Given a training set, SAX-VSM builds a bag of SAX words for each of the classes by processing each of the input time series with sliding window-based SAX discretization. Bags are combined into a corpus, which is built as a term frequency matrix, whose rows correspond to the set of all SAX words (terms) found in all classes, whereas each column denotes a class of the training set. Each element of this matrix is an observed frequency of a term in a class. Because SAX words extracted from the time series of one class are often not found in others, this matrix is usually sparse.

Next, SAX-VSM applies $ \mbox{tf} \ast \mbox{idf} $ weighting scheme for each element of this matrix to transform a frequency value into a weight coefficient. The $ \mbox{tf} \ast \mbox{idf} $ weight for a term $ t $ is defined as a product of two factors: term frequency ($\mbox{tf}$) and inverse document frequency ($ \mbox{idf} $). For the first factor, we use logarithmically scaled term frequency:

$\mbox{tf}_{t, d} = \begin{cases} \log(1 + \mbox{f}_{t,d}), &\mbox{if f}_{t,d}>0 \\ 0, & \mbox{otherwise} \end{cases}$

where $t$ is the term, $d$ is a bag of words (a document in IR terms), and $\mbox{f}_{t,d}$ is a frequency of the term in a bag.

The inverse document frequency we compute as usual:

$\mbox{idf}_{t, D} = \log\frac{|D|}{|d \in D : t \in d|} = \log\frac{N}{\mbox{df}_{t}}$

where $N$ is the cardinality of a corpus $D$ (the total number of classes) and the denominator $\mbox{df}_{t}$ is a number of bags where the term $t$ appears.

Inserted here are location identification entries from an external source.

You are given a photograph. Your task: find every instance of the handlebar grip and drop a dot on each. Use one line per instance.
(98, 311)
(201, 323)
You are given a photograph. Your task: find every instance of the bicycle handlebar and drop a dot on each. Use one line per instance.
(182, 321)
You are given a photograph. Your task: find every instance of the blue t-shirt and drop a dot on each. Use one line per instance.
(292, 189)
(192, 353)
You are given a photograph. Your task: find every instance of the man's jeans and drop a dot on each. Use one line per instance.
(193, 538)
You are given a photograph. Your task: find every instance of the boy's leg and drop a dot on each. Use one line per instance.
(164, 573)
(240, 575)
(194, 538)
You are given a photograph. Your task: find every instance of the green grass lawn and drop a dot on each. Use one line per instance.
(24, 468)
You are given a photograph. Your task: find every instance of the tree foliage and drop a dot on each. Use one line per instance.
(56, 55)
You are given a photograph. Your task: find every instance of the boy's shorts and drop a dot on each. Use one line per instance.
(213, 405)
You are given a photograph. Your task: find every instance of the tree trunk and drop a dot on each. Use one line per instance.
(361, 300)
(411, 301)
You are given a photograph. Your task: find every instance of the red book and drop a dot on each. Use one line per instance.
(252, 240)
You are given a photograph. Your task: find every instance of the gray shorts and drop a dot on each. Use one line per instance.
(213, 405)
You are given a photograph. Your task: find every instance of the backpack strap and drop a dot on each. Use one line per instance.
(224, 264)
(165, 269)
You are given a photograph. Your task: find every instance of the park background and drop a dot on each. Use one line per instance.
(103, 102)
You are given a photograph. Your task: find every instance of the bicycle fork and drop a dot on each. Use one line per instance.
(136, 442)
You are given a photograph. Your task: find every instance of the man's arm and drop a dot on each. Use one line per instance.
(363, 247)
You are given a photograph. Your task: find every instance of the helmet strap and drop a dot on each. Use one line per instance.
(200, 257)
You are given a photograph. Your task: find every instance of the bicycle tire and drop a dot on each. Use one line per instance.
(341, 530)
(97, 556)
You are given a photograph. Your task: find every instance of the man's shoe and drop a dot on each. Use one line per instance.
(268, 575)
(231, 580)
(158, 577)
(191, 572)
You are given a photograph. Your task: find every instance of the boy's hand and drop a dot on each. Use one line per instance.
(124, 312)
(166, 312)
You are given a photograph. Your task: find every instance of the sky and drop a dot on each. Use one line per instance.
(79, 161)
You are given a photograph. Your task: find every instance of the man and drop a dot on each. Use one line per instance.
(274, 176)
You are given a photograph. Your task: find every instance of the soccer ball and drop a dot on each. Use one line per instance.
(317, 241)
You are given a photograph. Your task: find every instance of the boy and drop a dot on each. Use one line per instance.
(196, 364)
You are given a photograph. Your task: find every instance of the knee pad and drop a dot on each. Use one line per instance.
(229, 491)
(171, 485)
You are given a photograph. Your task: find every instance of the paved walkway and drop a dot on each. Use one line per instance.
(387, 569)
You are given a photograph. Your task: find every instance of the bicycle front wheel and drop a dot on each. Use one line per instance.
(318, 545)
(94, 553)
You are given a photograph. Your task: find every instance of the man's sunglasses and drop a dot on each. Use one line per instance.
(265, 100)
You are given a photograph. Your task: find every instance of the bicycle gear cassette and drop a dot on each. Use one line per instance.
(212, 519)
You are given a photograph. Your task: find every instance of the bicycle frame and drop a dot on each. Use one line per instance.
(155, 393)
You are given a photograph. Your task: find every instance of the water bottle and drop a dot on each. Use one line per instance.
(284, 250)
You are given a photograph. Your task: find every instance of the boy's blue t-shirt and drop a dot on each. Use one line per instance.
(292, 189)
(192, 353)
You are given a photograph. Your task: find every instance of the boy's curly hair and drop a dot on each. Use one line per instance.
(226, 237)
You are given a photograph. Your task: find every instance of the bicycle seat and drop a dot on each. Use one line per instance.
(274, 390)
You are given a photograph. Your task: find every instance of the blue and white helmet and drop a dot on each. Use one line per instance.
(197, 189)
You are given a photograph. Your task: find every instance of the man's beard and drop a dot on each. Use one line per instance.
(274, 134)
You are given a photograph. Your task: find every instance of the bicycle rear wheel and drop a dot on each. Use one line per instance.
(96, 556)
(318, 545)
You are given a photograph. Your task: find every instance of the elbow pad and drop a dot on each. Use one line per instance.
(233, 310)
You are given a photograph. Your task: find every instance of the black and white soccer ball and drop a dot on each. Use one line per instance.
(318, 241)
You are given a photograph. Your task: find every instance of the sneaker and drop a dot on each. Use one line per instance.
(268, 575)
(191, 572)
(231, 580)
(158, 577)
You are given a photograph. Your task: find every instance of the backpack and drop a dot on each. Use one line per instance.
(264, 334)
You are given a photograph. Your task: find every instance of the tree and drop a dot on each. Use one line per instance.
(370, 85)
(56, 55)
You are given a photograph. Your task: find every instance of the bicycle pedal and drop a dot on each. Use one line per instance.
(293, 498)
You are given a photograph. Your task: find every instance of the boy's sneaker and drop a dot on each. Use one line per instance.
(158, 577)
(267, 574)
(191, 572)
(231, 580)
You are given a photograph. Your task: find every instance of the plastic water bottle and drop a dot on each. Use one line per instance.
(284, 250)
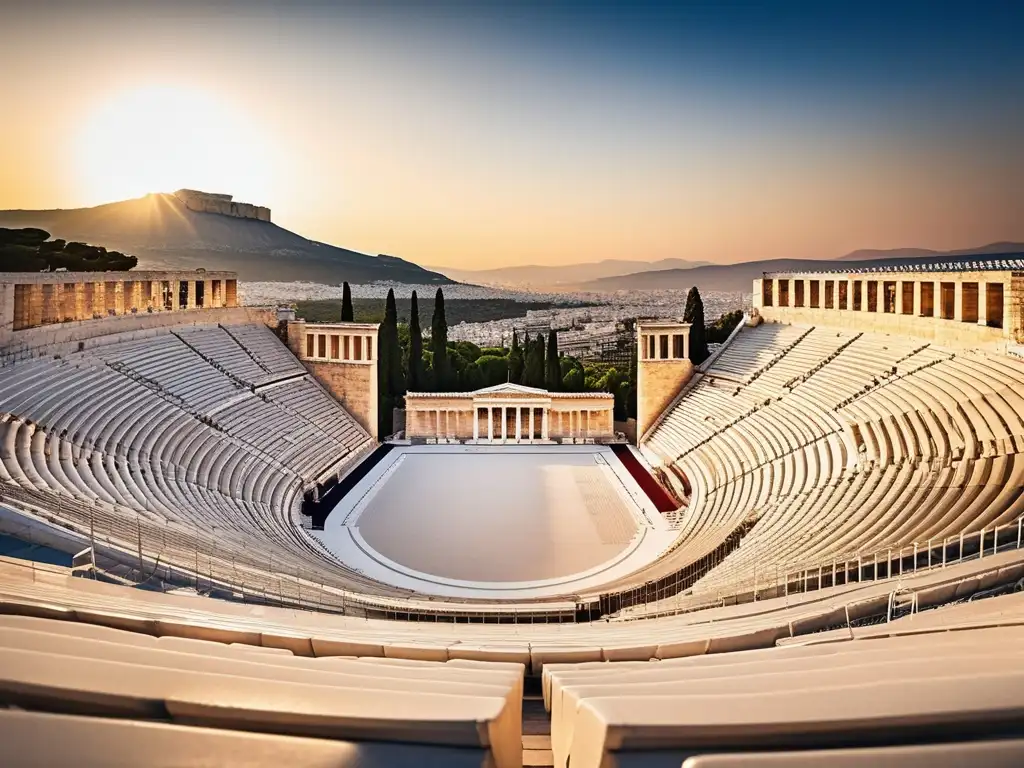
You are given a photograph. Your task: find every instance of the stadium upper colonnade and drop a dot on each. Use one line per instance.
(960, 308)
(30, 300)
(510, 414)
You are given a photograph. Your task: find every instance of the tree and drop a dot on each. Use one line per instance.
(631, 392)
(574, 380)
(390, 383)
(553, 376)
(494, 370)
(515, 359)
(694, 315)
(347, 315)
(542, 369)
(532, 373)
(415, 365)
(438, 343)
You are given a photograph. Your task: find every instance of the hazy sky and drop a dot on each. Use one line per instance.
(474, 134)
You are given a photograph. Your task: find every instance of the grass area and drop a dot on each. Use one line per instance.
(456, 310)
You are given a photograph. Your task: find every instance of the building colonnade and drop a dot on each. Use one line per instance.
(979, 301)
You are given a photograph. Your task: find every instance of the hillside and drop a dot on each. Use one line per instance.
(33, 251)
(739, 276)
(166, 235)
(539, 276)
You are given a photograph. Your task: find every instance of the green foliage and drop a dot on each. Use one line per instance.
(467, 350)
(553, 372)
(719, 331)
(631, 390)
(457, 310)
(534, 371)
(693, 313)
(347, 315)
(494, 370)
(30, 251)
(390, 382)
(414, 365)
(574, 379)
(438, 343)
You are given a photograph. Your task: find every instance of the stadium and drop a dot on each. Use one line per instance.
(811, 554)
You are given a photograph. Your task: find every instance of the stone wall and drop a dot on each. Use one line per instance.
(657, 384)
(31, 300)
(72, 337)
(353, 385)
(202, 202)
(346, 369)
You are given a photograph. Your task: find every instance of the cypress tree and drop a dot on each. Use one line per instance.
(631, 395)
(540, 371)
(515, 359)
(694, 315)
(553, 377)
(532, 371)
(347, 315)
(415, 366)
(438, 343)
(396, 382)
(390, 382)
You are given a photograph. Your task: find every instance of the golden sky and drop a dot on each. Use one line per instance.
(481, 142)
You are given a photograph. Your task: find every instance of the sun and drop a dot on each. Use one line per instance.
(165, 137)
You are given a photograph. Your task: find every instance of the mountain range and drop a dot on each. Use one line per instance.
(739, 276)
(538, 276)
(164, 233)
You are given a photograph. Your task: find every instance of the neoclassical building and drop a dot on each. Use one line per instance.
(510, 414)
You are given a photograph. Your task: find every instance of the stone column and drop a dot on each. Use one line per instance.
(80, 309)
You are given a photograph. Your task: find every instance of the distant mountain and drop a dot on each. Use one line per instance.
(164, 233)
(539, 276)
(868, 254)
(739, 276)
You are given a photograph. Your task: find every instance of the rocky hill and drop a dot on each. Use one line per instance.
(166, 233)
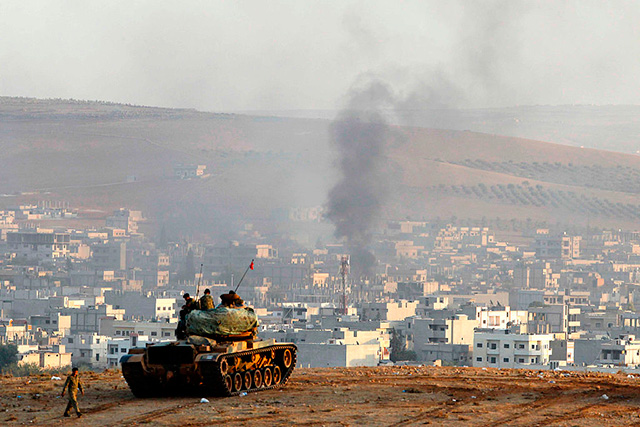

Then, $ \mbox{tf} \ast \mbox{idf} $ weight value for a term $ t $ in the bag $ d $ of a corpus $ D $ is defined as

$\mbox{tf * idf}(t, d, D) = \mbox{tf}_{t, d} \times \mbox{idf}_{t, D} = \log(1 + \mbox{f}_{t,d}) \times \log\frac{N}{\mbox{df}_{t}}$

for all cases where $ \mbox{f}_{t,d} > 0$ and $ \mbox{df}_{t} > 0 $ , or zero otherwise.

Once all frequency values are computed, term frequency matrix becomes the term weight matrix, whose columns used as class’ term weight vectors that facilitate the classification using Cosine similarity.